Jouvet’ye (1992) göre soyaçekime bağlı olarak önceden programlanmış bireysel özellikler, ortamın etkisiyle değişebilir ve rüyanın genetik programımın güçlendirme ve bireyin özgünlüğünü sağlama gibi bir etkisi olabilir. Bununla birlikte Jouvet açısından bakıldığında “rüya” terimi belirsizdir çünkü REM uykusu esnasında hem beynin psikolojik durumunu hem de zihinsel içerikleri ifade eder. Oysa hipotezinde, genetik yeniden programlamada rol oynayan, rüyaların içerikleri değil, beynin özel bir biçimde etkin olmasıdır.

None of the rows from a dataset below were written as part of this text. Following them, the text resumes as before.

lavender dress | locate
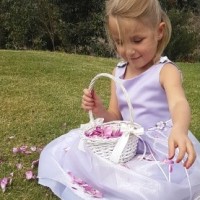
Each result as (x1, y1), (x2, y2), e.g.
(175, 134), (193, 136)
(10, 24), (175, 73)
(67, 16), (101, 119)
(38, 57), (200, 200)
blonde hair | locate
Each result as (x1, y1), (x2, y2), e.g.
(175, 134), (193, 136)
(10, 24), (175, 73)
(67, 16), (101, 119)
(106, 0), (171, 60)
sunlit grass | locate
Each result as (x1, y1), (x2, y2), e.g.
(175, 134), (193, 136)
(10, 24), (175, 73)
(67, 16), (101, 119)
(0, 51), (200, 200)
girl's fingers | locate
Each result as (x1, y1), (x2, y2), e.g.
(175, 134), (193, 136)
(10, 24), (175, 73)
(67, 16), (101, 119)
(184, 143), (196, 169)
(176, 144), (187, 163)
(168, 140), (175, 159)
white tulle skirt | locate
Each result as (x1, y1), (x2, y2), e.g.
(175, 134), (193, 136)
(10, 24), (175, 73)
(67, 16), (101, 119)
(38, 120), (200, 200)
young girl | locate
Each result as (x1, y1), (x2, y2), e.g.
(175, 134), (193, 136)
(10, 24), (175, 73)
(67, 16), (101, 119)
(38, 0), (200, 200)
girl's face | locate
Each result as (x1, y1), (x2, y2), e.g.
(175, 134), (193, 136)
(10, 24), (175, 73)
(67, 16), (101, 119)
(109, 16), (164, 72)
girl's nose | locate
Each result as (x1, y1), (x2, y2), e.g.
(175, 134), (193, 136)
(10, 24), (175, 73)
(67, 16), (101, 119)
(126, 47), (135, 56)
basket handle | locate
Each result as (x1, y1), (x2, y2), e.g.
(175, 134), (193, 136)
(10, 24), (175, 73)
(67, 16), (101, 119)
(89, 73), (134, 124)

Jouvet’nin özgün kişilik özelliklerinden sorumlu genlerin etkin olmadıklarını düşünmesini ve bu işlevi içgüdüsel tavırları belirleyen genlerin yerine getirdiklerini söylemesini anlamak zordur. Bütün psikoterapi uzmanları gerekli durumlarda kişilik özelliklerini yumuşatmanın zor olduğunu söyleyebilir çünkü bunlar son derece gelişmiş ve katıdır. Bu belirgin özellikler yoğunlukları pek fazla olmasa da ortamın etkilerine çok fazla duyarlı değillerdir. Sözgelimi öfkeli ya da çapkın biri yaşamı boyunca bu eğilimlerini koruyacaktır.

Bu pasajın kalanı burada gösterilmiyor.